Search code examples
rubyweb-scrapingnokogiriscreen-scrapingwatir-webdriver

How do you scrape a webpage to check if you need to solve for captcha


I'm using 'watir', 'curb', 'nokogiri', 'esay_captcha_solver' and I'm trying to scrape the page so I'll know if a captcha has appeared and then solve it by getting the image url. However I'm not sure what to put in the if statement and how to scrape what I need.

    #=> SIGN IN
    browser = Watir::Browser.new :ff
    browser.goto "https://soundcloud.com/login"
    browser.text_field(:id => "site-username").set "#{name}"
    browser.text_field(:id => "site-password").set "#{pass}"
    browser.button(:id => "log-in-submit-button").click
    if browser.body(:url => "https://soundcloud.com/login?captcha=true").text.include? (:id => "recaptcha_table")
        http = Curl.get("https://soundcloud.com/login?captcha=true") do |http|
        http.headers['User-Agent'] = "Mozilla/5.0 (Macintosh; Intel Mac OS X 10_10; rv:33.0) Gecko/20100101 Firefox/33.0"
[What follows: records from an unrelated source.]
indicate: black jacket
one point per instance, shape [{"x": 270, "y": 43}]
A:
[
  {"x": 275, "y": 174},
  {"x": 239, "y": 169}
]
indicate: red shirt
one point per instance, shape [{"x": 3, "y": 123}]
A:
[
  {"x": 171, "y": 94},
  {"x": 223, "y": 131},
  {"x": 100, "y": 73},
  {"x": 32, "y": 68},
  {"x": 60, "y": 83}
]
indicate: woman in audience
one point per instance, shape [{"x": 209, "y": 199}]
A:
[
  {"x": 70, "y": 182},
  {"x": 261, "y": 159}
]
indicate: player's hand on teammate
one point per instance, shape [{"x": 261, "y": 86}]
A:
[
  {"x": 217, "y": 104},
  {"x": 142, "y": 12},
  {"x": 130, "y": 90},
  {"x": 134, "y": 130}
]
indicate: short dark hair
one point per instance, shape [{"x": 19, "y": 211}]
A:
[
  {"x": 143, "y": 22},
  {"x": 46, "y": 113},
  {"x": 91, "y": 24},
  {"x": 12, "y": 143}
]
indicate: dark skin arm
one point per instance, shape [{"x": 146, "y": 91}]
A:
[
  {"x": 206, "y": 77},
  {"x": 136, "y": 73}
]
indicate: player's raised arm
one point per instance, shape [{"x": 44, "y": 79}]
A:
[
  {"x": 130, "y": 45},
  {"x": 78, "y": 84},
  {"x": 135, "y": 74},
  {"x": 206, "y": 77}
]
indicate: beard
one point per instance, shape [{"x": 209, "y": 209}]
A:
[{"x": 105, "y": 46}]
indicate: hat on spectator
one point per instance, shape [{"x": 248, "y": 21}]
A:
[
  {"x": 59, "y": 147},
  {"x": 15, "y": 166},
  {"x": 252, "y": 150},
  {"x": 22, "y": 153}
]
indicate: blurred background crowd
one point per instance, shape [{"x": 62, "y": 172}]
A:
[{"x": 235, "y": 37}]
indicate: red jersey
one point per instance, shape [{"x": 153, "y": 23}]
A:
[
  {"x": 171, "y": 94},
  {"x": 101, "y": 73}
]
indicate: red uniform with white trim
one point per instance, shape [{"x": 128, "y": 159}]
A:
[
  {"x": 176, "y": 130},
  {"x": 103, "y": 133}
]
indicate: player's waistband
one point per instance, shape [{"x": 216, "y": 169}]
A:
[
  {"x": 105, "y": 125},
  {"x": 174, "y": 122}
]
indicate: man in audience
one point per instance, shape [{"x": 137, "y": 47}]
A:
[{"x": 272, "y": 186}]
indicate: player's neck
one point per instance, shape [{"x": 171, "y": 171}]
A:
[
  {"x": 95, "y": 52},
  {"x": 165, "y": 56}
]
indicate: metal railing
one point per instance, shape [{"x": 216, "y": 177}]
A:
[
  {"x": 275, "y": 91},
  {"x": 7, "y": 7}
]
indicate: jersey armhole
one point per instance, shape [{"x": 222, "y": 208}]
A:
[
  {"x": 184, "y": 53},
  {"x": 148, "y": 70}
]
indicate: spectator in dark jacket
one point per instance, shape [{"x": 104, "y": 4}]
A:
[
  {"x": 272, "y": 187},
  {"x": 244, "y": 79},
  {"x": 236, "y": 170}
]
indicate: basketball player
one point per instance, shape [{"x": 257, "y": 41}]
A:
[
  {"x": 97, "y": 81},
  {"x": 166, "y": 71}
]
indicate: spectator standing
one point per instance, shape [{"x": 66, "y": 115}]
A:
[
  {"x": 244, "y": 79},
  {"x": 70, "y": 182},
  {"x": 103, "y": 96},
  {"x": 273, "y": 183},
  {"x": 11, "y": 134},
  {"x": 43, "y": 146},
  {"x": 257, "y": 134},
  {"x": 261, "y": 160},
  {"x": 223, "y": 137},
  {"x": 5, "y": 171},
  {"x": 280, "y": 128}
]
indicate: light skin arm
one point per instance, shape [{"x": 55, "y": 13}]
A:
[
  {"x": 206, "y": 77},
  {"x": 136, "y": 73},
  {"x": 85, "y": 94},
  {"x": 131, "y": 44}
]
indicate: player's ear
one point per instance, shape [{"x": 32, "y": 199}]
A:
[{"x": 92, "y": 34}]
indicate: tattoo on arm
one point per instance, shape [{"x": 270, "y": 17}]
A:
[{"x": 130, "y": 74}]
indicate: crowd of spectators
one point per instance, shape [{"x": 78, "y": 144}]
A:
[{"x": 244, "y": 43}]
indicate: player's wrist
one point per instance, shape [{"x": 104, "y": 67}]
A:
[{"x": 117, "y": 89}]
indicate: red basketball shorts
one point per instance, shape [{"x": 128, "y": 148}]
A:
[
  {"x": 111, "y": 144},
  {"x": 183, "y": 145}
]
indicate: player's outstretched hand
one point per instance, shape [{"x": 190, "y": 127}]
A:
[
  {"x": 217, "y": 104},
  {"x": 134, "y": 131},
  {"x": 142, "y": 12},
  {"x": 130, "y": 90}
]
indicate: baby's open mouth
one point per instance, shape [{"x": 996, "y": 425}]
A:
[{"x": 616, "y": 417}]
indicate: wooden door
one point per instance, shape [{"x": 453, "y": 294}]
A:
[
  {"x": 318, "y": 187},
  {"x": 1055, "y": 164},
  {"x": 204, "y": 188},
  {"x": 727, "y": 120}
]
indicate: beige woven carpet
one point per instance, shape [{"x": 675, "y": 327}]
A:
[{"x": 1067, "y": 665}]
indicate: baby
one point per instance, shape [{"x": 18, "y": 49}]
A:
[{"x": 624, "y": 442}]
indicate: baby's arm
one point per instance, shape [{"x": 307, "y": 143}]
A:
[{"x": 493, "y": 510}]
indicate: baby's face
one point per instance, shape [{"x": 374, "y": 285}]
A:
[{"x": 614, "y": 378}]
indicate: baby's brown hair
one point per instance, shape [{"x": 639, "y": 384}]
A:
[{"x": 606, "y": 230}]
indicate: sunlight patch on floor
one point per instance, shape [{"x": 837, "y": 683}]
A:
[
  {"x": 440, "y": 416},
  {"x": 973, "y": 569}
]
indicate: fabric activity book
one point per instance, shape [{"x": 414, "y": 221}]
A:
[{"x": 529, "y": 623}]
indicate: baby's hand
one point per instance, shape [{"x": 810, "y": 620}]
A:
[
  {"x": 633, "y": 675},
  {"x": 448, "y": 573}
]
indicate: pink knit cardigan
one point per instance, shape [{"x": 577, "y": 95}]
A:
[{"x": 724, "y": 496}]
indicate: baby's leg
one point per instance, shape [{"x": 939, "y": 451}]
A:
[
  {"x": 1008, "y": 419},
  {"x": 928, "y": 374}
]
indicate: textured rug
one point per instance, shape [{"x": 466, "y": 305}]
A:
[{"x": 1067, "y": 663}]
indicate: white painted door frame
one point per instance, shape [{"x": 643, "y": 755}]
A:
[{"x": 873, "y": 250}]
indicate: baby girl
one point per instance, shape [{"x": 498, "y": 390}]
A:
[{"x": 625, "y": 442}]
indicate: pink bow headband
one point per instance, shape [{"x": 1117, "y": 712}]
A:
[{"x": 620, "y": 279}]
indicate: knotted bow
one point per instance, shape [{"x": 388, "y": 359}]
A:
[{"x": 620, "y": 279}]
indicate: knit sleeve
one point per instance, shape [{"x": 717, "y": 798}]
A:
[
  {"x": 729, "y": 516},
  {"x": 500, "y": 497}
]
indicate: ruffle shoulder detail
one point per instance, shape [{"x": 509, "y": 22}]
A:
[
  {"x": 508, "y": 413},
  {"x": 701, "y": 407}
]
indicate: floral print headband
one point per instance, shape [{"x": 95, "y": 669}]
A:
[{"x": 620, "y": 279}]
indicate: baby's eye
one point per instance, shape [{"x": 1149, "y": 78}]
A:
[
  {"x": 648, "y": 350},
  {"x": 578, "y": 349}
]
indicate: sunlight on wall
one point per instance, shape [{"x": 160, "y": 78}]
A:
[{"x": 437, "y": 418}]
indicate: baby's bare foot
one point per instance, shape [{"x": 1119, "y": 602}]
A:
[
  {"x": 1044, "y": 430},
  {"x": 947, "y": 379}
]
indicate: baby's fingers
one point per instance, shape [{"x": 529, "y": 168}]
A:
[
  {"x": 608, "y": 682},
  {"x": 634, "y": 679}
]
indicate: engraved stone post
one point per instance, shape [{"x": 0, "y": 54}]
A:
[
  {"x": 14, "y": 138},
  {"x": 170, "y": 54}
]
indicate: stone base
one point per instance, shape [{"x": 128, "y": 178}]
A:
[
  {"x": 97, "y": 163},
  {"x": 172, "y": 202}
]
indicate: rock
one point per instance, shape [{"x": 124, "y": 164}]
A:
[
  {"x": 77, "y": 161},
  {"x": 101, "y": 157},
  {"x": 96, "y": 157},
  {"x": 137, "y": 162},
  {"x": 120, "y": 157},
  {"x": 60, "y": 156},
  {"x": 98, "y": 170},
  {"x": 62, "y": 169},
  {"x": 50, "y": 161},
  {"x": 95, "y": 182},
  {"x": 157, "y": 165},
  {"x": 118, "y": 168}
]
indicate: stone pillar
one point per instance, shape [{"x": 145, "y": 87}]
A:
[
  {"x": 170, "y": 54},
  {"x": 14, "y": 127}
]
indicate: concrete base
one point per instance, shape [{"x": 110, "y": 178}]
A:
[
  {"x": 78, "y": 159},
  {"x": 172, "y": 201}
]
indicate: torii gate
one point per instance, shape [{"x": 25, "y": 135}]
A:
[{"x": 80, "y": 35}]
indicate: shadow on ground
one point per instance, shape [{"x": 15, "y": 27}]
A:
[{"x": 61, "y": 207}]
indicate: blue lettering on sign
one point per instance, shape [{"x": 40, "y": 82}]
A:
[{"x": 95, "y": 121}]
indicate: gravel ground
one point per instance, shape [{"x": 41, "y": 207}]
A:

This if statement doesn't work because it doesn't seem to be able to read the text...in the browser it just stops when there's a captcha.

      end
      puts http.form_str
      easy_c = EasyCaptchaSolver.new(image_url: "...")
      easy_c.captcha

I want to be able to scrape the image url, I'm not sure how to get nogokiri to recognize the html code to scrape and then input the image url..

    else
      browser.goto "http://soundcloud.com/you/sets"
    end

The captcha html looks like:

captch code


Solution

  • 1st line - checking captcha exists or aren't

    2nd - get an url of captcha

    if browser.element(:id => 'recaptcha_image').exists?
        img_url = browser.image(:id => 'recaptcha_challenge_image').src
        easy_c = EasyCaptchaSolver.new(image_url: "#{img_url}")
        easy_c.captcha
    end